Smart packaging designed to leave nothing behind
With the war on packaging waste, together with 2025 global packaging targets, it’s fair to say that the food packaging industry is busy finding new ways for smarter packaging.
The strong media focus on ‘end-of-life’ for packaging means consumer awareness and demand for green solutions is growing, along with the increasing concerns that packaging is ending up in our landfill and oceans.
While efforts to reduce end-of-life impact are certainly critical, the significance packaging plays in protecting food and reducing food waste is often underestimated. So as we get busy finding new smarter ways for packaging, where exactly should we be focusing?
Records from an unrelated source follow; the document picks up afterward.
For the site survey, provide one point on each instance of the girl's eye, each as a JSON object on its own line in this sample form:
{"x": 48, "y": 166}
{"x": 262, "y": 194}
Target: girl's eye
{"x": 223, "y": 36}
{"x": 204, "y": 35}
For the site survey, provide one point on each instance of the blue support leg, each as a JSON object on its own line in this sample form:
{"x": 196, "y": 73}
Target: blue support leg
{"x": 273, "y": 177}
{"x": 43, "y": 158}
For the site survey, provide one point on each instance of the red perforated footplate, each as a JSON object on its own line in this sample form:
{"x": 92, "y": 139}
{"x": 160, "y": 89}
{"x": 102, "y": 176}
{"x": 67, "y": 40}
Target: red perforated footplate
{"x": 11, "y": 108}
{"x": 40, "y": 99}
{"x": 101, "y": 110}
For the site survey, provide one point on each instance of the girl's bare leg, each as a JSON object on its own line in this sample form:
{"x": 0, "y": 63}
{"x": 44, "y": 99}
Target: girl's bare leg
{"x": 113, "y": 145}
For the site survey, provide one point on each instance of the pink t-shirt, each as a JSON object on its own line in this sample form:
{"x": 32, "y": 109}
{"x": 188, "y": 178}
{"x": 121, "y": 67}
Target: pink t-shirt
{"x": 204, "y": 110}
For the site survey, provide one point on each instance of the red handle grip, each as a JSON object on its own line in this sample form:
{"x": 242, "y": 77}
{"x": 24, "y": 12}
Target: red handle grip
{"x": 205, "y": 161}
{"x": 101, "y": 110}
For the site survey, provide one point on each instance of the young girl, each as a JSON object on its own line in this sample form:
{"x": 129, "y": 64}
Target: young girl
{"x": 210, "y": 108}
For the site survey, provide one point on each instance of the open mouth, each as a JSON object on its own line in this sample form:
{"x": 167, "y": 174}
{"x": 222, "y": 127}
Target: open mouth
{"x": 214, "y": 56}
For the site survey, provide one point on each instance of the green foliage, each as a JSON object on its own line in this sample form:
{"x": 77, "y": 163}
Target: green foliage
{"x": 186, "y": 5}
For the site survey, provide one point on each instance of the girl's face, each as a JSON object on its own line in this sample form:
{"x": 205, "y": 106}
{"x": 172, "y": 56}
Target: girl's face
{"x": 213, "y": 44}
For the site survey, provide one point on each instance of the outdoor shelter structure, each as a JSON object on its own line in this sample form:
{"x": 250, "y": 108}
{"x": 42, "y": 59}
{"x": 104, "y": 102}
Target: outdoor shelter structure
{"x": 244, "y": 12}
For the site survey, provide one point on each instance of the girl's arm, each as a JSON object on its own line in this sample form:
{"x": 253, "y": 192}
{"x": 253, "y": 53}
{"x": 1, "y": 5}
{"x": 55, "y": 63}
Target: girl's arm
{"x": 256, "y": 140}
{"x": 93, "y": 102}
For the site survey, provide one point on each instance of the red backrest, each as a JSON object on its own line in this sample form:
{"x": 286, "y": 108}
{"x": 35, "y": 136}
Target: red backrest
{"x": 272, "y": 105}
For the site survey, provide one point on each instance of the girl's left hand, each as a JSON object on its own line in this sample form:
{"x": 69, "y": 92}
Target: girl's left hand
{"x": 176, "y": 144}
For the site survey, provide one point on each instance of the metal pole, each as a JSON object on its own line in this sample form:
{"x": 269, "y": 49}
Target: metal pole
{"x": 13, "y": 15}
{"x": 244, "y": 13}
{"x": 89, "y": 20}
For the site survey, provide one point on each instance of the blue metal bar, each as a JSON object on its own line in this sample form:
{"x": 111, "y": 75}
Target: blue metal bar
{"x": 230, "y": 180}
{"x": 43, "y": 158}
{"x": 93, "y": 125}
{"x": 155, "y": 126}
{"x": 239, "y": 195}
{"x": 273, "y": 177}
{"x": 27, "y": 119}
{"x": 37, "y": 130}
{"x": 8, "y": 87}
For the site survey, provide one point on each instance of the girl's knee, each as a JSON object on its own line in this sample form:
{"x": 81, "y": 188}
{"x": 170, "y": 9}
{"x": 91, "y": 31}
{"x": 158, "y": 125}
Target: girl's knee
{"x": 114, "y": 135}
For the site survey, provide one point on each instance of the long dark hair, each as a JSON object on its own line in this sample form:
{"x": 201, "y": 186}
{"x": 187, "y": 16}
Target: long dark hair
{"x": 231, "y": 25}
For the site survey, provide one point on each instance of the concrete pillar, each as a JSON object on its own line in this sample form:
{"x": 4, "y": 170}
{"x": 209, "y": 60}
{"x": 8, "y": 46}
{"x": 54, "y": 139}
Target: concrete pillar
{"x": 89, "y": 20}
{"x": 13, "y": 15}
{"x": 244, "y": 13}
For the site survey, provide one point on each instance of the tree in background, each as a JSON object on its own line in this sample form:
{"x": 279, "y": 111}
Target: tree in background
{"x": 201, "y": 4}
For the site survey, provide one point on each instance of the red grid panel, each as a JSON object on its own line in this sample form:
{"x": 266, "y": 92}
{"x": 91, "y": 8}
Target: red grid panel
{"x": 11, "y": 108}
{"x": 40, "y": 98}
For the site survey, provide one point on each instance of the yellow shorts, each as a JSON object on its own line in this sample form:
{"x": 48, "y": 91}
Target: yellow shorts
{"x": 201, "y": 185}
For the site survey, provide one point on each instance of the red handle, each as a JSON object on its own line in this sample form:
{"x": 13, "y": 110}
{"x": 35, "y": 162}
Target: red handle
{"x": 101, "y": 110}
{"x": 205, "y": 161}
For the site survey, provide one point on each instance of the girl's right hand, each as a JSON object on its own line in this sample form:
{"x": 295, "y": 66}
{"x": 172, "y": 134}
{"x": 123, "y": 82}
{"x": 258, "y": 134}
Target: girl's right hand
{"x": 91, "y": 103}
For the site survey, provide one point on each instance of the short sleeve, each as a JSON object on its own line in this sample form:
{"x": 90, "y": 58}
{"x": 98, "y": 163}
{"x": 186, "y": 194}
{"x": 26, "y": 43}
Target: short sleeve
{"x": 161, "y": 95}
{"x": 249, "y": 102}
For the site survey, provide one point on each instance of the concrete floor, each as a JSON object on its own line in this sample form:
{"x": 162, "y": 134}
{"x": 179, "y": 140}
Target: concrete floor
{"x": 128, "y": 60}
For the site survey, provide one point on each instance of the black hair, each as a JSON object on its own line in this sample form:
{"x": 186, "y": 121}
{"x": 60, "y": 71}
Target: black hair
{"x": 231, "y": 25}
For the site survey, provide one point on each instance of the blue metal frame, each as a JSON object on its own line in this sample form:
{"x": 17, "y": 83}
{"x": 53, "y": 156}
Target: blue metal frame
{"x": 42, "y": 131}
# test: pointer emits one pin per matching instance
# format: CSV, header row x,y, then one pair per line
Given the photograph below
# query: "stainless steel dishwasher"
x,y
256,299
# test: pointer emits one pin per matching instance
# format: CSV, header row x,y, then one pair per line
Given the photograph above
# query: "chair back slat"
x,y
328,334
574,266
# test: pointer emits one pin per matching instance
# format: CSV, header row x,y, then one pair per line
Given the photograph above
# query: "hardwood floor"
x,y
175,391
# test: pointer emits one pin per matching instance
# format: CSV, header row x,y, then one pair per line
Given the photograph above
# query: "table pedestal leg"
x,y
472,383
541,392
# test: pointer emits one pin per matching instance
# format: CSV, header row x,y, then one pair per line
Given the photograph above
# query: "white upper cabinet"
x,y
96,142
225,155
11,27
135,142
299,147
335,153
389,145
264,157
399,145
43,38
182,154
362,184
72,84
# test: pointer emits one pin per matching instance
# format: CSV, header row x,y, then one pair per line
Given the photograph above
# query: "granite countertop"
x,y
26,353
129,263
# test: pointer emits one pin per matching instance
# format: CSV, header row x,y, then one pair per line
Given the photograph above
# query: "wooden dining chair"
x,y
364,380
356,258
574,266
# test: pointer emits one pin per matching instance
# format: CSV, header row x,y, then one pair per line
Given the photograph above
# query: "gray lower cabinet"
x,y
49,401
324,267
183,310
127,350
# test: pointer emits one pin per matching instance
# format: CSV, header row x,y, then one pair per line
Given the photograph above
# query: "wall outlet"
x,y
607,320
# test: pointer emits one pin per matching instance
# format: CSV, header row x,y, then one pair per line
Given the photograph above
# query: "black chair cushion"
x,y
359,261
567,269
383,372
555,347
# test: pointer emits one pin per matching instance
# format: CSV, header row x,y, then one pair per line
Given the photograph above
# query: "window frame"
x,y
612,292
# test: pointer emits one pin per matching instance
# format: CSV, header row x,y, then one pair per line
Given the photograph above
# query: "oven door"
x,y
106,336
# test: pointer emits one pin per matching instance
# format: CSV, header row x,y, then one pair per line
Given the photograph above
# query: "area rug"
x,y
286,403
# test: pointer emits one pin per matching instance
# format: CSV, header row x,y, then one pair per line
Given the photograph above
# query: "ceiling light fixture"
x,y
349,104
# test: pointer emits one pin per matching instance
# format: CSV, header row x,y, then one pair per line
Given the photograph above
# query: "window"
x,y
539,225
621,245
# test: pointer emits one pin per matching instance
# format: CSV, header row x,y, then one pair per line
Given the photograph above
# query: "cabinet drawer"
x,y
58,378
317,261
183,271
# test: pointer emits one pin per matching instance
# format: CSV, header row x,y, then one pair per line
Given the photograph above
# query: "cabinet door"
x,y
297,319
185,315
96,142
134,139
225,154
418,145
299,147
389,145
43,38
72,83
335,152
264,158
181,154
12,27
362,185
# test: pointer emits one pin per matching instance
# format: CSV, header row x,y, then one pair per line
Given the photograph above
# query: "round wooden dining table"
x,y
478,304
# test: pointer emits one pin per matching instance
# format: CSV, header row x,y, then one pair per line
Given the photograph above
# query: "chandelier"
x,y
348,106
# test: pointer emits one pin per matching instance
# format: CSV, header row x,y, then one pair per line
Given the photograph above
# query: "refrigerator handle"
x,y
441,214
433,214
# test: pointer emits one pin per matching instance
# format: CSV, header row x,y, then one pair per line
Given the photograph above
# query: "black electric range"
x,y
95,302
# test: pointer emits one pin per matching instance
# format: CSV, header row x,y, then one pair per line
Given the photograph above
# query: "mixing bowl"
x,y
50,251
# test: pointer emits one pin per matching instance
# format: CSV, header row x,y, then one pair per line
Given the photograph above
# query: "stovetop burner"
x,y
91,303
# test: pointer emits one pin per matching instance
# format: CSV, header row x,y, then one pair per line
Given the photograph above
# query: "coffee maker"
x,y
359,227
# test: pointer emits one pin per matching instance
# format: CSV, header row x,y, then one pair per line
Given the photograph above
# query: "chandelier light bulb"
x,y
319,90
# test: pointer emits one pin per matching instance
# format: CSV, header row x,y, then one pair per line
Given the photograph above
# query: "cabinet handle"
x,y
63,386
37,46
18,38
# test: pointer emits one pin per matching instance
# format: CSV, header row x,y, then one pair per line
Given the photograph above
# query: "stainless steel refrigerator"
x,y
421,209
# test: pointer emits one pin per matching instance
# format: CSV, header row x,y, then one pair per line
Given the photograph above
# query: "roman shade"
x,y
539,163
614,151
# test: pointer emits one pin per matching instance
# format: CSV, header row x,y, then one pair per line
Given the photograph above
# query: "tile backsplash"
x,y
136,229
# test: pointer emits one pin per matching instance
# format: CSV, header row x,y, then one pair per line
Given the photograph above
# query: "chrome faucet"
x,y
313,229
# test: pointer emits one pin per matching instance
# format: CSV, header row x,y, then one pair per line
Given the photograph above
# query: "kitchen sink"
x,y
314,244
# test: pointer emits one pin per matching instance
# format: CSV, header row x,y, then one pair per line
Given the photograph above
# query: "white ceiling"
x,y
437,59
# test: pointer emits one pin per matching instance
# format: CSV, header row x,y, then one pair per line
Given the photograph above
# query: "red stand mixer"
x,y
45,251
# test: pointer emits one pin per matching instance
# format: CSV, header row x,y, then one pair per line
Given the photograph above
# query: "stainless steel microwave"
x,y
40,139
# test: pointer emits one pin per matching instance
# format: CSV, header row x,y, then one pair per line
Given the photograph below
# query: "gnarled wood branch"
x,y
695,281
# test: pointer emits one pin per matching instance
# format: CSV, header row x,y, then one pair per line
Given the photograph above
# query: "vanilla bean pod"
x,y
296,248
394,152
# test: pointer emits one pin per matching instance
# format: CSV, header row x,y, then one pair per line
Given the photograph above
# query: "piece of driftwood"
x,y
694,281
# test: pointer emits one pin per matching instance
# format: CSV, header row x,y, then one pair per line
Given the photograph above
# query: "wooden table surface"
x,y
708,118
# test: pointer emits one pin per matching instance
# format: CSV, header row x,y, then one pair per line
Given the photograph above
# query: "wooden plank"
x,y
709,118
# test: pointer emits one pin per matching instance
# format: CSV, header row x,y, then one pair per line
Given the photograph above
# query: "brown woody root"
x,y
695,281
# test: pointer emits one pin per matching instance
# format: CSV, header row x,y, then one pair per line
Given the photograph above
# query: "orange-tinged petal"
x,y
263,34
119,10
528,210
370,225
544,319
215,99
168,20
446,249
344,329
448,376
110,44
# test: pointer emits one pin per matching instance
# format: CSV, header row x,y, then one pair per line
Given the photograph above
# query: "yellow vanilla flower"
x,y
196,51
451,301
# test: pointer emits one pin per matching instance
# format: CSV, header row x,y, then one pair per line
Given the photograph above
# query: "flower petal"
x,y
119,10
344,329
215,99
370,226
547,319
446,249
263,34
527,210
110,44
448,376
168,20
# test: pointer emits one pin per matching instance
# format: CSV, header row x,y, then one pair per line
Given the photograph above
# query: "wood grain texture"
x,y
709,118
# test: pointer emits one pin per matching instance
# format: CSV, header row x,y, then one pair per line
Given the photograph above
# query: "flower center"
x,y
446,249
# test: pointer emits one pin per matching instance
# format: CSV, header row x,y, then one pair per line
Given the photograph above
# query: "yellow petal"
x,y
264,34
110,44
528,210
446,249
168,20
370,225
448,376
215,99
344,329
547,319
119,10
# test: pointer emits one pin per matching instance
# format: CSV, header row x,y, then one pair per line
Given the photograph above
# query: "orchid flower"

Designing food packaging for longer product shelf life and product protection is a non-negotiable. Resources need to be optimised and end-of-life taken into account. Well-designed packaging takes full life-cycle into account, end-of-life cannot be considered in isolation of the primary role of packaging.
Reducing, re-using and recycling are great ways to make a smart difference. But the best way is to embrace the opportunity to re-design, reinvent and change the status quo. For example, fresh proteins packed in a modified atmosphere tray lid configuration require absorbent pads to retain product purge. In fact, across ANZ’s fresh meat sector, more than 750 million soiled pads end up in landfill each year. Rather than redesigning the pad to make it recyclable and thus address ‘end-of-life’ concerns, a total rethink of the solution gave rise to a new sustainable way. Sealed Air’s Cryovac HydroLoQ barrier tray is a new concept where product purge is retained by the purposefully designed cavities in the tray, thereby eliminating the need for a soaker pad. The recyclable tray offers extended product freshness and shelf life and with no soaker pad to dispose of, Cryovac HydroLoQ is designed to leave nothing behind.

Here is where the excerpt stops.